La crise que connaissent certaines instances indépendantes en Tunisie est due, entre autres, au retard dans la mise en place du cadre législatif adéquat, selon l’ancien président de l’Instance supérieure indépendante pour les élections (ISIE), Chafik Sarsar.

Sarsar s’exprimait en marge du VIème atelier interculturel de la démocratie, sur le thème “Le rôle et la place des institutions indépendantes dans un Etat démocratique”, organisé les 13 et 14 novembre à Tunis par la Commission européenne pour la démocratie par le droit (Commission de Venise), en coordination avec le ministère tunisien des Affaires étrangères.

Selon Sarsar, le cadre législatif relatif aux instances indépendantes manque actuellement d’au moins cinq lois dont notamment celle portant création de la Haute autorité indépendante de la communication audiovisuelle (HAICA) ou celle portant création de l’Instance du développement durable et des droits des générations futures. Des instances régies par des lois anciennes comme la loi organique du budget qui ne mentionne pas l’indépendance financière des instances constitutionnelles, regrette Sarsar.
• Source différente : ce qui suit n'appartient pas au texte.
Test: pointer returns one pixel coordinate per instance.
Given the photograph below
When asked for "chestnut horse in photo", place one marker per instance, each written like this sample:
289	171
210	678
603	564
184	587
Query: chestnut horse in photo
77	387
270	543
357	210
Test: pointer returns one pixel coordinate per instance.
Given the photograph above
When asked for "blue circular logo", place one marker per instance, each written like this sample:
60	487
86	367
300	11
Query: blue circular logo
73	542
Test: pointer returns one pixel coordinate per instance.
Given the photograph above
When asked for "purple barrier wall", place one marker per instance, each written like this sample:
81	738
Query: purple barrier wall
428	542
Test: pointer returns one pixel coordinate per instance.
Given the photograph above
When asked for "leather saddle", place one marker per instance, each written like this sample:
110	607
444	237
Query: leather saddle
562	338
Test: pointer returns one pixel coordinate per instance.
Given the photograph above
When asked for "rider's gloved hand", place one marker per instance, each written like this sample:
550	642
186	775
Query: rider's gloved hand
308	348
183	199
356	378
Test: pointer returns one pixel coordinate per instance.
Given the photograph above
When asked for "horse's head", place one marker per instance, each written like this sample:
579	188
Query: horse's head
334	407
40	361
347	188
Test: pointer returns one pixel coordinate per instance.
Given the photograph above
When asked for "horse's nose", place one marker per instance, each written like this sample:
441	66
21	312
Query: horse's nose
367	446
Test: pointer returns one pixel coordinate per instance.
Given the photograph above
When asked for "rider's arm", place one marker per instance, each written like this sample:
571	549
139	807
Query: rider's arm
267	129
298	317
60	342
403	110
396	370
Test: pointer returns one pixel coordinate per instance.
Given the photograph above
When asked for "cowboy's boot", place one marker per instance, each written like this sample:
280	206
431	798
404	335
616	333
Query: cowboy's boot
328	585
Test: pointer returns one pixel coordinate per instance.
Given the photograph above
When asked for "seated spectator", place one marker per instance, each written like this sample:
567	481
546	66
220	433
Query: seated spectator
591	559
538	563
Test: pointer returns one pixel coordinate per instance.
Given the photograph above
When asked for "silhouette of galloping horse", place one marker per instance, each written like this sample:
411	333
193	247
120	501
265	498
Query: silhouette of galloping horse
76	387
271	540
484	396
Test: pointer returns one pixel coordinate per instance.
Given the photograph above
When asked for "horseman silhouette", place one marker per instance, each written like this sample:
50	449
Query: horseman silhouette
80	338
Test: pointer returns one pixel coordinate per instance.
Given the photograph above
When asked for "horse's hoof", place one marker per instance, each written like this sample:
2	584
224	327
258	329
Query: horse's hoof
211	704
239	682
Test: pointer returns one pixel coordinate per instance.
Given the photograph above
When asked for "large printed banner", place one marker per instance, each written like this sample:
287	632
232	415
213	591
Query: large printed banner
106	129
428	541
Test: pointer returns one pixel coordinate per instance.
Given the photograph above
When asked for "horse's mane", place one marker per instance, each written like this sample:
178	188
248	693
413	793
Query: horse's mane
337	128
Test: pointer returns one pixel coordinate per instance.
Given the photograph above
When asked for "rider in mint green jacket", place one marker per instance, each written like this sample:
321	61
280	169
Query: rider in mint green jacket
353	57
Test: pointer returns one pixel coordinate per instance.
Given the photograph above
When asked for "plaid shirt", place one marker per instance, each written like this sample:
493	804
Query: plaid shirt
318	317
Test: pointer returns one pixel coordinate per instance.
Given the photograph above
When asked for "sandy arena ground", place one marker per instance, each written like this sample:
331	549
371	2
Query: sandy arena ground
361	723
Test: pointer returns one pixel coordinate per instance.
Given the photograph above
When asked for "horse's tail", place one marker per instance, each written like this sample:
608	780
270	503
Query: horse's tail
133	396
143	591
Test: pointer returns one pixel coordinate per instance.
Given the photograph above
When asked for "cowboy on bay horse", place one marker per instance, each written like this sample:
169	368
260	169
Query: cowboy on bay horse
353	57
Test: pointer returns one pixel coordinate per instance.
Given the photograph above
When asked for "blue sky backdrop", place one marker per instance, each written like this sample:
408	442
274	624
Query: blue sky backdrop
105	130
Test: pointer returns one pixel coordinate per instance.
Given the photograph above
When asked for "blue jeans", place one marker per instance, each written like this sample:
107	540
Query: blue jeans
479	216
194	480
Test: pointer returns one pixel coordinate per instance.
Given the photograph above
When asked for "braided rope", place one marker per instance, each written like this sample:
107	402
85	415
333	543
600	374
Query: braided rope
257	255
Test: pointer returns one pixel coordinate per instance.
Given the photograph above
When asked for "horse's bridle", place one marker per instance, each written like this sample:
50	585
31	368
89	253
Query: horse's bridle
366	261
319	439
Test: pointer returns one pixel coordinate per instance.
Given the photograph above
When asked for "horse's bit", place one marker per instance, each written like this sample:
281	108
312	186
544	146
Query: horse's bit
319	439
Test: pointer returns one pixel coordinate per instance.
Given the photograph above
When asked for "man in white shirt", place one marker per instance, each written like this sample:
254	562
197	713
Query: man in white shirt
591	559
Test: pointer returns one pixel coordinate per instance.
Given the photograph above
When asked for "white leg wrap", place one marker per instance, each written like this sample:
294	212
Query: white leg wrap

“La solution est à la fois politique et juridique. Le Parlement doit se conformer aux dispositions de la Constitution et veiller à l’instauration des règles respectant le rôle de chacune de ces instances”. Cependant, a-t-il averti, ces instances doivent être soumises au contrôle conformément aux normes de gouvernance démocratique.

De son côté, le président de l’Instance nationale de protection des données personnelles, Chawki Gaddes, a souligné l’importance d’élaborer un cadre législatif qui protège les instances indépendantes et garantit leur liberté d’action. Un cadre législatif réglementant le travail de ces instances, indépendamment de leur vocation juridique et des textes de loi les régissant, a-t-il proposé.

Pour Imed Hazgui, président de l’Instance d’accès à l’information, le cadre législatif existe, que ce soit au niveau de la Constitution ou du système juridique. “Le problème réside, toutefois, dans l’indépendance financière de ces instances”, a-t-il soutenu, soulignant que le nouveau projet de budget adopté, récemment, en commission à l’ARP, ne comporte aucun article sur l’indépendance financière des instances indépendantes.

“Les instances indépendantes, comme l’Instance d’accès à l’information, n’auraient jamais pu être fonctionnelles si elle n’étaient pas appuyées par la société civile internationale, face à des budgets très réduits”, a-t-il regretté.

Gianni Buquicchio, président de la Commission de Venise, a pour sa part indiqué dans une déclaration aux médias que l’idée d’organiser cet atelier en Tunisie ” émane de notre conviction que cela contribue au partage des bonnes et mauvaises expériences afin d’apprendre l’un de l’autre”.

“La Tunisie a fait de grands pas dans la mise en place de ces instances, certes. Mais nous voulons que ces instances soient moins timides, plus percutantes dans le dialogue entre le pouvoir et la société civile afin de défendre les droits des Tunisiens et des Tunisiennes”, a-t-il déclaré à l’agence TAP.

Financé par le programme conjoint Conseil de l’Europe-Union européenne “Assurer la durabilité de la gouvernance démocratique et des droits de l’homme dans le Sud de la Méditerranée”, l’atelier discutera de la relation des instances indépendantes avec les pouvoirs exécutif, législatif et judiciaire ainsi que des compétences techniques, accréditation et financement des instances.